União de Uniões de Agricultores e Pecuaristas advertiu que o setor vitivinícola enfrenta uma nova campanha de colheita condicionada pelo adiantamento da colheita, que se situa entre dez e quinze dias antes do habitual devido às ondas de calor. A este fator somam-se as complicações para fechar contratos com preços que resultem remuneradores e uma demanda de vinho que continua a diminuir tanto no mercado nacional quanto nas vendas ao exterior, o que leva a organização a reclamar a ativação imediata de um plano de arranque de vinhedo.
A organização detalhou que as reiteradas ondas de calor forçaram o início antecipado da colheita em muitas zonas produtoras, gerando uma notável incerteza sobre o volume definitivo da colheita e acentuando a ausência de acordos que assegurem rendimentos suficientes para cobrir os custos de produção.
De acordo com os últimos dados do Infovi, a última campanha concluiu com uma produção próxima a 33 milhões de hectolitros de vinho e 4,3 milhões de hectolitros de mosto, enquanto os estoques rondam os 30 milhões de hectolitros.
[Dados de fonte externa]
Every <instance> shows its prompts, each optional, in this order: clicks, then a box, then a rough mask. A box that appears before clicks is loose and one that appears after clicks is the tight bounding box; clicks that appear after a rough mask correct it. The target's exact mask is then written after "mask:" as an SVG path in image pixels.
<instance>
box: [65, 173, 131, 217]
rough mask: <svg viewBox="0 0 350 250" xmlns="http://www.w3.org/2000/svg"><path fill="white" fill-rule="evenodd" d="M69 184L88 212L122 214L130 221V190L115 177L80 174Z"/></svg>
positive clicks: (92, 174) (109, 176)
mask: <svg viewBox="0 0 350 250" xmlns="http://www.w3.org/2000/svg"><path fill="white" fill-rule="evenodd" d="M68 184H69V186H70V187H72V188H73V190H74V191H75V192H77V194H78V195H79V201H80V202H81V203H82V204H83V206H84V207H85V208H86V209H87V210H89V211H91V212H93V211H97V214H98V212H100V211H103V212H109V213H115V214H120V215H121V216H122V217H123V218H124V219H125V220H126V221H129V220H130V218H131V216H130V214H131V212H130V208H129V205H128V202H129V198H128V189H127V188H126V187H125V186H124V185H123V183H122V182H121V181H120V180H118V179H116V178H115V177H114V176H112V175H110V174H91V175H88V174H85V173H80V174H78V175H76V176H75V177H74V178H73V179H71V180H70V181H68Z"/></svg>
A este panorama se adiciona o anúncio por parte de várias vinícolas de reduzir ou até mesmo renunciar à compra de uva.
Neste contexto, a organização agrária denunciou que os viticultores "continuam sendo a parte mais fraca da cadeia de valor" e continuam enfrentando sérios problemas para obter preços que assegurem a viabilidade econômica de suas explorações.
Desde a entidade sublinham que "Esta situação não responde unicamente a uma má campanha, mas a um problema de fundo que o setor vem arrastando, marcado pela queda da demanda e pela falta de rentabilidade, com uma lei da cadeia alimentar que não termina de funcionar e com a ausência de medidas contundentes destinadas a resolver a situação", reiterando que "é preciso já um plano de arranque".
União de Uniões sustenta que uma problemática de caráter estrutural não pode ser enfrentada apenas com ferramentas conjunturais de regulação, como a colheita em verde ou a destilação de crise, ao considerá-las insuficientes para reverter a tendência.
Por este motivo, a organização insiste na necessidade de colocar em marcha a medida de arranque de vinhedo, com o fim de ajustar de forma ordenada o potencial produtivo à evolução real da demanda e ajudar assim a recuperar a rentabilidade das explorações vitícolas.